Commissioner of the Northwest Territories
- In office March 31, 2000 – April 29, 2005
- Prime Minister: Jean Chrétien Paul Martin
- Premier: Stephen Kakfwi Joe Handley
- Preceded by: Daniel Joseph Marion
- Succeeded by: Tony Whitford

Personal details
- Born: August 10, 1956 (age 69) Aklavik, Northwest Territories, Canada
- Party: Independent

= Glenna Hansen =

Canadian politician

Glenna F. Hansen (born August 10, 1956) is an Inuvialuk Canadian politician. She served as the commissioner of the Northwest Territories from March 31, 2000, to April 29, 2005.

==Early life==
Born in Aklavik, Northwest Territories, Canada, Hansen joined David Storr and Sons Contracting Ltd., in 1991 as an executive assistant.

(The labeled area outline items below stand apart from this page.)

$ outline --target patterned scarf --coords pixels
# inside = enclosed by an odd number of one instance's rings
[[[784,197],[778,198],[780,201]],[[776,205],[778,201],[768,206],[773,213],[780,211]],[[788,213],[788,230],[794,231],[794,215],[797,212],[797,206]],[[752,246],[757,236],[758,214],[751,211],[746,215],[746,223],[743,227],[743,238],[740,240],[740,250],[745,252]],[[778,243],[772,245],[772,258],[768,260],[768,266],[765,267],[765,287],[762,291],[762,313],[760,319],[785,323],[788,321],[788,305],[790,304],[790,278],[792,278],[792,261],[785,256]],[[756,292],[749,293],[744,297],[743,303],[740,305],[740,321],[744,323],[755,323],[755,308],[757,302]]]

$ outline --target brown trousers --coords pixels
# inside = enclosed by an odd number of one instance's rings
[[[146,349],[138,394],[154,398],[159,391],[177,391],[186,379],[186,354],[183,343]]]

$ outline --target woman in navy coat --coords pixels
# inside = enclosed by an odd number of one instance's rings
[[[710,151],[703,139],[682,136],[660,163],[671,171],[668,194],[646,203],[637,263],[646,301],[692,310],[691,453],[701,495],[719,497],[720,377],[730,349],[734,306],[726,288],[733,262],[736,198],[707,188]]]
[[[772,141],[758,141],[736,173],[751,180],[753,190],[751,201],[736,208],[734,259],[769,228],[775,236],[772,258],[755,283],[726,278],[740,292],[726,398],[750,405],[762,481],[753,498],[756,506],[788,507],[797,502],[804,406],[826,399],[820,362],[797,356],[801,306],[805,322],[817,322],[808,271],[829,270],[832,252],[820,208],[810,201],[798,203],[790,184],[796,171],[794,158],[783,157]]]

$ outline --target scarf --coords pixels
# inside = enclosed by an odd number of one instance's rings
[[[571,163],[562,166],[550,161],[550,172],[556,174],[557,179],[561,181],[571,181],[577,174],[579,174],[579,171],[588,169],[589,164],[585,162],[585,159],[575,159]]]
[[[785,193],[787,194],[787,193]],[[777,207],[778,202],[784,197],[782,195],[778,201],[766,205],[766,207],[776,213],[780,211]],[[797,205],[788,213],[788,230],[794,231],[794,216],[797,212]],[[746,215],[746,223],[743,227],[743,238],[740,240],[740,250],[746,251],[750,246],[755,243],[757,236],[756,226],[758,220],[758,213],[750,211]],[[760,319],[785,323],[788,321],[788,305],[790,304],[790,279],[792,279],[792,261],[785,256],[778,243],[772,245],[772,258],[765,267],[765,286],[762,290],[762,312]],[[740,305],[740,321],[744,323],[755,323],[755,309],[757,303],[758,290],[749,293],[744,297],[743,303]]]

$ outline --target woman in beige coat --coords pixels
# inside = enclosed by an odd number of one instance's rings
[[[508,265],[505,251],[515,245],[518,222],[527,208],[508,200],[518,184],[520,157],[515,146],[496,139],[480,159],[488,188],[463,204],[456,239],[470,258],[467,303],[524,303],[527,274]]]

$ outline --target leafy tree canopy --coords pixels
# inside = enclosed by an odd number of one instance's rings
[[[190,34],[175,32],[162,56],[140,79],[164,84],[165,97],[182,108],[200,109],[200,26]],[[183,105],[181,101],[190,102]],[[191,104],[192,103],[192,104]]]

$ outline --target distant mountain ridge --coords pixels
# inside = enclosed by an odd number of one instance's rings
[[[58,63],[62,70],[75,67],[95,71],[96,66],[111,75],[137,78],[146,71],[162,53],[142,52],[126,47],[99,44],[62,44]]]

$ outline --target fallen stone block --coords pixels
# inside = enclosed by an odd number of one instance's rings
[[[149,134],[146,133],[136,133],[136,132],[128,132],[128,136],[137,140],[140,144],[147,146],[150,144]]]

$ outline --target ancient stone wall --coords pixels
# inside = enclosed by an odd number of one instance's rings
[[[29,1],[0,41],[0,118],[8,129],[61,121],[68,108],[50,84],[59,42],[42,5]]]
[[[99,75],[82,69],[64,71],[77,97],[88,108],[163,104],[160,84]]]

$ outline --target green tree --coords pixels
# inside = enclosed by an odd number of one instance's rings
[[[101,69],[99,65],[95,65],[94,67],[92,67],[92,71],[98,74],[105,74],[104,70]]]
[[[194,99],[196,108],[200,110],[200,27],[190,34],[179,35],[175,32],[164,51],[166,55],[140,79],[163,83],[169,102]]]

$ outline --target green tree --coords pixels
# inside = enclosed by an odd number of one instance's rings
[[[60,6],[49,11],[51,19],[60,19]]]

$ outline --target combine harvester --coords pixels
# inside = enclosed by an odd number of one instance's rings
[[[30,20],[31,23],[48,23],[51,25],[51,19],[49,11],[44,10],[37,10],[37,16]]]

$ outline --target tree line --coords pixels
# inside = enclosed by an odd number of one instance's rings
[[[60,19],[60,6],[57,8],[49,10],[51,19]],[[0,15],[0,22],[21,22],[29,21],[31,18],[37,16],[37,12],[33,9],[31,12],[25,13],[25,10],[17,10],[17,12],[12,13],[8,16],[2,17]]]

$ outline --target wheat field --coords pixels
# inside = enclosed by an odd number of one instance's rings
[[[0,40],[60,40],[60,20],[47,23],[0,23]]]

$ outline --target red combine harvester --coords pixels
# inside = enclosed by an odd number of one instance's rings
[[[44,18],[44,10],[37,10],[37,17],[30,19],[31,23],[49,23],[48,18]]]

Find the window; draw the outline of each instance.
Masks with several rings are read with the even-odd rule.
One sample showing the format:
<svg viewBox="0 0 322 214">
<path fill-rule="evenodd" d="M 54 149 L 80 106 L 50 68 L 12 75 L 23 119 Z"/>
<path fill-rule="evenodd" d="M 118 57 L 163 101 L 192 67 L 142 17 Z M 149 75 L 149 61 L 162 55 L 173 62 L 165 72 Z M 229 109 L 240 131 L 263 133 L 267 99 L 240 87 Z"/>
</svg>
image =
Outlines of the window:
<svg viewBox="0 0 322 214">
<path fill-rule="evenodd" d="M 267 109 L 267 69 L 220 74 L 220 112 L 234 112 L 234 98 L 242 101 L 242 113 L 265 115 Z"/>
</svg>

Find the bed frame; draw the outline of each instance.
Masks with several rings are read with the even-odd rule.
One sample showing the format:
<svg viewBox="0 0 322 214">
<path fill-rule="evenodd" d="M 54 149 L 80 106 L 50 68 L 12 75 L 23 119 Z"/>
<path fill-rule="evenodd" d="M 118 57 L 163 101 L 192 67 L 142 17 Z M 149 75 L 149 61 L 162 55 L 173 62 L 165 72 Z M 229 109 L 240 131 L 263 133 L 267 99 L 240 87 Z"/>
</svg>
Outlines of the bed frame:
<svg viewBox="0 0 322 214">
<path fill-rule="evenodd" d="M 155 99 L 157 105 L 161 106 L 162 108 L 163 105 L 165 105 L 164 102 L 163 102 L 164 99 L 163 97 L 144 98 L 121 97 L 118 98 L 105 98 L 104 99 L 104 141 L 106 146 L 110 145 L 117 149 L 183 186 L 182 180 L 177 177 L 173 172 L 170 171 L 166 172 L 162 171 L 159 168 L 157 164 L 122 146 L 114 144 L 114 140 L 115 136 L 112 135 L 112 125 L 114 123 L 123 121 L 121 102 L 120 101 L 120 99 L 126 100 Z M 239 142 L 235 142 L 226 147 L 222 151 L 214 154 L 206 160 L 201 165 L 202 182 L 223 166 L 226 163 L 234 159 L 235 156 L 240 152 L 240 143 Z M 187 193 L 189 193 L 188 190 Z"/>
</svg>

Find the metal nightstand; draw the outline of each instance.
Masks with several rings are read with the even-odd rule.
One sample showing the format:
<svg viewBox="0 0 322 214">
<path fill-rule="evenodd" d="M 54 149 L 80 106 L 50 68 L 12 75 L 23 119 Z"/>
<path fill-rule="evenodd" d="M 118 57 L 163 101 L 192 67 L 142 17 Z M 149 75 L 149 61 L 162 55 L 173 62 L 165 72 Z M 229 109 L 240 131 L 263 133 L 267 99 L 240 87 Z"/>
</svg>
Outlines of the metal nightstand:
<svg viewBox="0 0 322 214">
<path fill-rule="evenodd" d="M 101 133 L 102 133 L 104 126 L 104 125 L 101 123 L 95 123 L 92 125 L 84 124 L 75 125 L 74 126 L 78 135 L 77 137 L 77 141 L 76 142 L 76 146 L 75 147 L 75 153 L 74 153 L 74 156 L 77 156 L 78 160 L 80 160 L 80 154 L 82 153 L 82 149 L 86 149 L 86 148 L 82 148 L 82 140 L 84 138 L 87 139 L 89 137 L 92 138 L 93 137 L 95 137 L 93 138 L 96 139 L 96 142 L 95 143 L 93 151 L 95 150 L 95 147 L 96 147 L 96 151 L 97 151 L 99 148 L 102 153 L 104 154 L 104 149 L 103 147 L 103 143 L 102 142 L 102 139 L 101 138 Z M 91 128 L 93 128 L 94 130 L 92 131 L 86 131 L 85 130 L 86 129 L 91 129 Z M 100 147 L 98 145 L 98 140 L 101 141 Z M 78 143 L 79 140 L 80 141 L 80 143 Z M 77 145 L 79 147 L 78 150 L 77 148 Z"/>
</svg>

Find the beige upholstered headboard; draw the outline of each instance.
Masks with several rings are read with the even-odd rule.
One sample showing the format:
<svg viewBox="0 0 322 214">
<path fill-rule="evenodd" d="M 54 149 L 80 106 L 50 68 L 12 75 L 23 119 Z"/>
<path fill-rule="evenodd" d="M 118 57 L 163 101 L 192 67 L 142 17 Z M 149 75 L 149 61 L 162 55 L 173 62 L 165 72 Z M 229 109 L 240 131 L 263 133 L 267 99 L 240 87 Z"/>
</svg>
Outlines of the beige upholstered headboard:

As of 2004, she is general manager of David Storr and Sons Contracting Ltd., a position she rose to in 1996.

==Election attempts==
Hansen ran for a seat in the Northwest Territories Legislature in the electoral district of Inuvik Twin Lakes for the 1999 Northwest Territories general election but lost to Roger Allen. She ascended to political office after being appointed Commissioner a few months later.

Hansen appeared on the political scene again running for a seat in the 2011 Northwest Territories election in the electoral district of Mackenzie Delta. The race was hotly contested due incumbent David Krutko not standing for re-election. She was defeated finishing in fifth place in the five-way race losing to Frederick Blake Jr.

==Commissioner==
On March 31, 2000, Hansen was appointed and sworn in as the 14th Commissioner of the Northwest Territories and the 24th head of state for the territory since 1870. She served in the role until April 29, 2005.